Sorry for the long post but it is the Engineer in me.
The problem is not distance but time dependant and is completely dependant on individual’s fitness, height (length of stride), and percent grade being taken, but here goes a typical example for me to illustrate the point.
On an ascent of a grade of about 20% with a fully loaded pack I typically pull about 0.5 miles per hour with a stride of about 18”. So in a 1 hour’s time I would travel a horizontal distance 2640 ft and a vertical distance of 528 ft. So to get the equivalent of 1000 ft vertical on a 20% slope = (2640*1000)/528 = 5000 ft horizontal or 0.94 miles, which takes 1.88 hours to cover.
Descending I can cover around 2 miles per hour with a stride of a little over 3 feet. For the same grade as outlined above and same duration of 1 hour.
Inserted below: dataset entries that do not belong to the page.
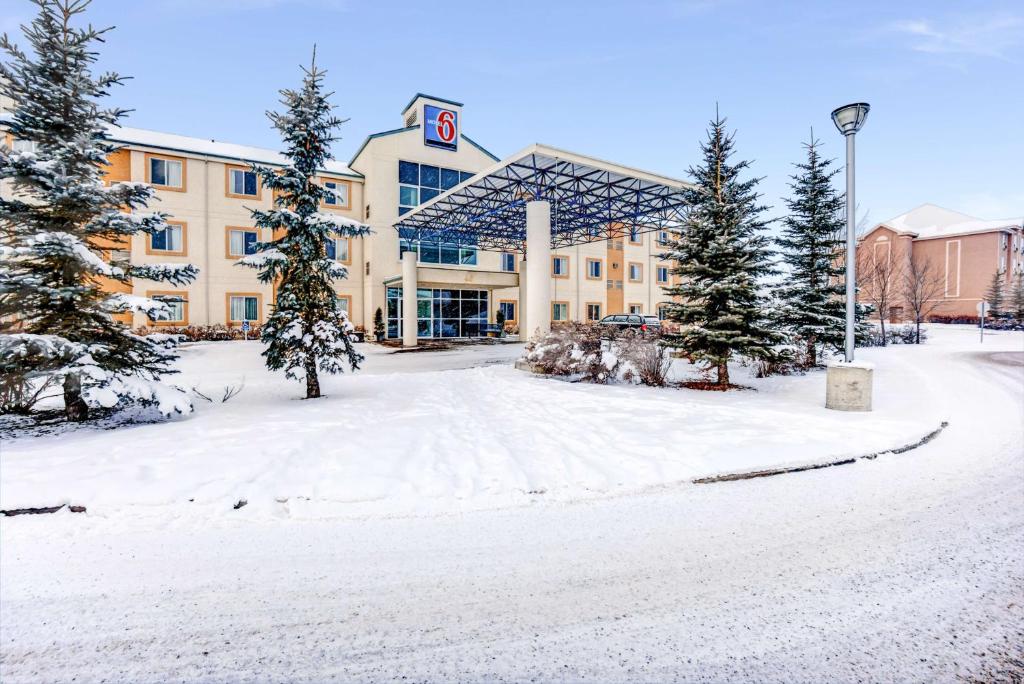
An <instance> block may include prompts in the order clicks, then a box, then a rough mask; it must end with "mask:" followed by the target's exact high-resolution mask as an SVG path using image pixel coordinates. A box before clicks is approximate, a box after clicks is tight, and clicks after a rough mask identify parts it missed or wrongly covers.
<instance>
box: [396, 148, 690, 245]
mask: <svg viewBox="0 0 1024 684" xmlns="http://www.w3.org/2000/svg"><path fill="white" fill-rule="evenodd" d="M690 187H692V186H691V185H690V184H689V183H686V182H684V181H682V180H677V179H675V178H669V177H666V176H659V175H657V174H652V173H648V172H646V171H640V170H637V169H631V168H629V167H625V166H621V165H617V164H612V163H610V162H604V161H601V160H598V159H594V158H590V157H584V156H582V155H577V154H574V153H569V152H565V151H562V149H556V148H554V147H549V146H546V145H540V144H534V145H530V146H528V147H526V148H525V149H523V151H521V152H519V153H517V154H515V155H513V156H511V157H509V158H508V159H505V160H503V161H501V162H499V163H498V164H496V165H494V166H493V167H490V168H489V169H486V170H484V171H481V172H480V173H478V174H476V175H475V176H473V177H472V178H469V179H468V180H466V181H464V182H462V183H460V184H459V185H456V186H455V187H453V188H452V189H450V190H447V191H446V193H444V194H442V195H439V196H438V197H436V198H434V199H432V200H430V201H429V202H427V203H425V204H423V205H421V206H420V207H417V208H416V209H414V210H413V211H411V212H409V213H408V214H404V215H402V216H400V217H399V218H398V220H397V221H396V222H395V227H396V228H397V229H398V233H399V236H400V237H401V238H402V239H404V240H412V241H418V240H422V241H424V242H427V241H430V242H433V241H440V242H451V243H463V244H475V245H478V246H479V247H481V248H483V249H494V250H500V251H509V252H511V251H520V252H522V251H524V244H525V239H526V210H525V207H526V203H527V202H530V201H534V200H547V201H548V202H550V203H551V246H552V247H553V248H558V247H568V246H571V245H581V244H584V243H591V242H596V241H603V240H608V239H611V238H614V237H617V236H620V234H621V232H620V231H621V230H622V229H623V228H624V227H625V228H635V229H638V230H639V231H641V232H650V231H653V230H664V229H669V228H672V227H675V226H678V225H679V223H680V222H681V220H682V214H683V212H684V211H685V209H686V206H687V203H686V201H685V199H684V194H685V190H686V189H688V188H690Z"/></svg>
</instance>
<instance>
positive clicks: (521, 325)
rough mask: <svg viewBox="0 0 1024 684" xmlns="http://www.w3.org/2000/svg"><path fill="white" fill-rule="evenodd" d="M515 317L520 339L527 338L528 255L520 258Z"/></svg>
mask: <svg viewBox="0 0 1024 684" xmlns="http://www.w3.org/2000/svg"><path fill="white" fill-rule="evenodd" d="M515 308H516V311H515V319H516V325H517V326H519V339H520V340H523V341H525V340H526V331H527V330H529V329H528V328H526V257H525V255H523V256H522V257H521V258H520V259H519V301H517V302H516V304H515Z"/></svg>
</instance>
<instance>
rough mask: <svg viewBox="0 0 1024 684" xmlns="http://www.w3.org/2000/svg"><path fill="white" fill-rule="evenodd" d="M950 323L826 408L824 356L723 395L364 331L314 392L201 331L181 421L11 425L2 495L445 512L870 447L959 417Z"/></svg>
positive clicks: (902, 442)
mask: <svg viewBox="0 0 1024 684" xmlns="http://www.w3.org/2000/svg"><path fill="white" fill-rule="evenodd" d="M937 334H938V339H937V340H935V341H934V342H933V343H931V344H929V345H927V346H924V347H899V346H897V347H892V348H889V349H885V350H882V349H866V350H864V351H863V352H862V353H861V356H862V357H863V358H865V359H868V360H871V361H874V362H876V364H877V365H878V373H877V374H876V384H877V392H876V397H877V398H876V411H874V412H873V413H870V414H844V413H839V412H834V411H827V410H825V409H824V408H823V405H822V404H823V399H824V374H823V372H817V373H813V374H809V375H806V376H793V377H782V378H772V379H769V380H757V379H754V378H752V377H750V374H749V373H744V372H743V371H744V370H742V369H736V371H735V375H738V376H739V377H740V382H743V383H745V384H748V385H750V386H751V387H753V388H755V391H739V392H729V393H718V392H701V391H697V390H685V389H684V390H678V389H652V388H646V387H635V386H624V385H618V386H597V385H591V384H583V383H580V384H571V383H567V382H563V381H560V380H552V379H546V378H540V377H536V376H530V375H528V374H525V373H522V372H518V371H515V370H514V369H513V368H512V367H511V361H512V359H514V358H515V357H516V356H517V355H518V354H520V353H521V348H520V347H519V346H518V345H495V346H473V347H467V348H464V349H460V350H457V351H445V352H416V353H408V352H407V353H394V352H393V351H392V350H389V349H382V348H380V347H376V346H372V345H362V347H361V348H362V349H365V350H366V352H367V355H368V358H367V361H366V366H365V369H364V370H362V371H360V372H358V373H356V374H354V375H345V376H341V377H338V376H336V377H330V378H326V379H325V380H324V382H323V384H324V387H325V393H326V394H327V395H328V396H327V398H323V399H319V400H315V401H305V400H299V399H298V398H297V397H298V396H301V391H302V386H301V385H300V384H299V383H295V382H290V381H288V380H286V379H285V378H284V377H283V375H282V374H271V373H269V372H267V371H266V370H265V369H264V368H263V365H262V358H261V356H260V355H259V351H260V349H261V346H260V345H259V344H258V343H256V342H252V343H241V342H222V343H204V344H196V345H189V346H186V347H185V348H183V349H182V355H181V360H180V368H181V370H182V374H181V375H180V376H179V377H177V378H175V382H177V383H179V384H183V385H185V386H196V387H197V388H198V389H199V390H200V391H202V392H203V393H204V394H206V395H207V396H210V397H212V398H213V399H214V401H215V402H214V403H206V402H199V403H198V412H197V414H196V415H194V416H190V417H188V418H187V419H184V420H181V421H175V422H170V423H158V424H150V425H138V426H132V427H128V428H124V429H119V430H115V431H111V430H97V429H81V430H76V431H74V432H70V433H63V434H58V435H51V436H43V437H31V438H20V439H12V440H7V442H6V443H5V444H4V446H3V450H2V454H0V459H2V462H0V463H2V468H3V477H2V478H0V504H2V508H4V509H12V508H30V507H47V506H56V505H58V504H63V503H67V504H71V505H80V506H85V507H87V509H88V511H89V514H90V515H94V516H112V515H113V516H117V515H125V514H130V515H142V514H146V513H155V514H156V515H159V516H166V515H183V516H196V517H199V518H201V519H207V518H209V517H210V516H229V517H232V518H237V517H240V516H243V517H260V516H262V517H276V516H281V515H285V516H299V517H310V516H311V517H319V516H338V515H365V514H378V513H387V514H394V513H409V512H427V511H430V512H438V511H452V510H469V509H478V508H487V507H495V506H506V505H514V504H527V503H530V502H532V501H536V500H537V499H538V498H543V499H545V500H569V499H575V498H580V497H589V496H606V495H613V494H622V493H625V491H632V490H637V489H642V488H644V487H649V486H652V485H658V484H665V483H674V482H680V481H685V480H689V479H692V478H694V477H701V476H708V475H714V474H719V473H723V472H732V471H737V470H750V469H759V468H765V467H772V466H778V465H783V464H794V463H805V462H814V461H826V460H835V459H837V458H841V457H844V456H860V455H863V454H869V453H872V452H877V451H882V450H886V448H891V447H895V446H900V445H903V444H906V443H908V442H912V441H915V440H918V439H919V438H921V437H922V436H923V435H925V434H927V433H928V432H930V431H932V430H934V429H935V428H936V427H937V426H938V425H939V424H940V423H941V422H942V421H943V420H947V419H950V418H951V412H952V411H953V407H952V405H950V403H951V402H952V404H953V405H954V404H955V401H954V400H953V399H955V397H948V396H946V395H944V393H943V392H941V391H938V388H939V386H940V385H939V383H940V382H941V377H936V376H941V373H942V371H941V365H942V364H941V362H940V364H938V365H936V364H935V354H936V351H939V350H945V349H946V347H945V346H944V345H945V344H946V343H950V342H951V341H952V340H959V339H961V337H963V338H964V342H965V343H970V342H971V339H970V338H971V330H970V329H964V330H955V331H951V330H942V331H940V332H937ZM950 336H951V337H950ZM1002 339H1004V338H993V339H992V341H991V342H990V343H989V346H993V347H994V345H997V344H1000V340H1002ZM1007 340H1008V341H1009V340H1010V338H1007ZM952 343H953V344H954V345H955V344H956V343H955V342H952ZM676 366H677V368H676V369H675V372H676V374H677V375H679V374H683V373H687V372H691V371H690V369H692V367H690V366H689V365H688V364H685V362H683V361H677V364H676ZM414 371H415V372H414ZM243 384H244V388H243V389H242V391H241V392H240V393H239V394H238V395H237V396H234V397H233V398H231V399H229V400H228V401H227V402H225V403H221V402H220V397H221V396H222V395H223V388H224V387H228V386H234V387H241V386H243ZM240 501H246V502H248V505H247V507H246V510H245V511H244V512H237V511H236V510H234V505H236V504H237V503H238V502H240Z"/></svg>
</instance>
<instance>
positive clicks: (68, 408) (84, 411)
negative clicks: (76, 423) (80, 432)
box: [63, 373, 89, 421]
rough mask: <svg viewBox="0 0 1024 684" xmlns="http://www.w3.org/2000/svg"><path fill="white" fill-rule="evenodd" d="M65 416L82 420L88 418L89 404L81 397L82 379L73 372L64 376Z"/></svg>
mask: <svg viewBox="0 0 1024 684" xmlns="http://www.w3.org/2000/svg"><path fill="white" fill-rule="evenodd" d="M63 390H65V418H67V419H68V420H70V421H84V420H88V418H89V404H87V403H86V402H85V399H83V398H82V380H81V379H80V378H79V377H78V376H77V375H76V374H74V373H69V374H68V375H66V376H65V385H63Z"/></svg>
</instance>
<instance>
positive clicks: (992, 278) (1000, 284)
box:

I would travel a horizontal distance of 10,560 ft and a vertical distance of 2112 ft. So to get the equivalent of 1000 ft vertical on a 20% slope = (10560*1000)/2112 = 5000 ft horizontal or 0.94 miles but takes 0.47 hours to cover.
So as the example shows the vertical and horizontal relationships are the same but it is the time it takes to cover what is different, of course this assumes the same conditions for ascending and descending. So for me it is add 1.88 hours for a gain and 0.47 hours for a loss in elevation.